Le service de vingt-sept mois, avec incorporation au 1er juillet, aurait permis d'avoir des recrues mobilisables dès le 1er octobre. Mais ce système aurait enleé une partie de leurs cadres aux unités instruites pendant la période d'été favorable aux exercices d'ensemble et aux manœuvres. D'ailleurs, ce système ne résolvait pas le problème des effectifs.

Le service de trente mois aurait donné dans toutes les armes des unités pléthoriques en hiver au moment où se donne l'instruction individuelle, et où, pour des raisons d'hygiène, le travail doit être modéré. L'été venu, au contraire, les unités seraient retombées dans leur situation actuelle, précisément à l'époque où l'instruction est la plus active.

Quant au système de l'appel biennal en octobre et en avril, il semblait devoir apporter un trouble profond dans notre organisation, et nous mettre en état de constante infériorité vis-à-vis de l'Allemagne.
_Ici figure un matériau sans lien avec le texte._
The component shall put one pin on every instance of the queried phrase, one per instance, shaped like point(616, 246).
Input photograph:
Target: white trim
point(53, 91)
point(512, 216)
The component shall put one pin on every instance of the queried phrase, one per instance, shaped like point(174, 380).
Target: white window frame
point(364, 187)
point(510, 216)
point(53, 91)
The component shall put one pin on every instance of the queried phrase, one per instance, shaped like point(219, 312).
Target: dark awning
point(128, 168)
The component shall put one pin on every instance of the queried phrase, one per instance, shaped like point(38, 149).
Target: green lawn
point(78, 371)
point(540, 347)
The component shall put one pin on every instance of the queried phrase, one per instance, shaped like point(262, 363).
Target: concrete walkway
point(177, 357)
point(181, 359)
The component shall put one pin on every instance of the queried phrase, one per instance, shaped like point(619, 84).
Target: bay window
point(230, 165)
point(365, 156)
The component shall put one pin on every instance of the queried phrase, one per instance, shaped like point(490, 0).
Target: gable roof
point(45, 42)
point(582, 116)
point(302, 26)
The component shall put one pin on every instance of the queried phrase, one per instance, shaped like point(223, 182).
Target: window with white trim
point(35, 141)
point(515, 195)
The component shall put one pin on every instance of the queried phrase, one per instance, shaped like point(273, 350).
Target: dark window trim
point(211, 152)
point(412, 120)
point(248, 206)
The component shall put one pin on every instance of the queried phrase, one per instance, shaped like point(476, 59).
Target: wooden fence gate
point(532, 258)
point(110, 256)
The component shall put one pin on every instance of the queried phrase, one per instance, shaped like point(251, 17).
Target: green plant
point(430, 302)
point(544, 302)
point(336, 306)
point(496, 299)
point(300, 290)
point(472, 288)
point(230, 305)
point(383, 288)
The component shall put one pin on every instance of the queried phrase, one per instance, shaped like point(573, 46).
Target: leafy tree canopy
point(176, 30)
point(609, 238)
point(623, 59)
Ainsi toutes les études entreprises tendaient à nous convaincre que la seule solution admissible était le service de trois ans intégral et obligatoire pour tous.

C'est dans ces conditions que, le 4 mars 1913, à l'Élysée, la question du principe de la loi de trois ans fut soumise au Conseil supérieur de la Guerre. Pour la première fois, M. Poincaré présidait comme chef de l'État. M. Briand, président du Conseil, et M. Étienne, ministre de la Guerre, y assistaient.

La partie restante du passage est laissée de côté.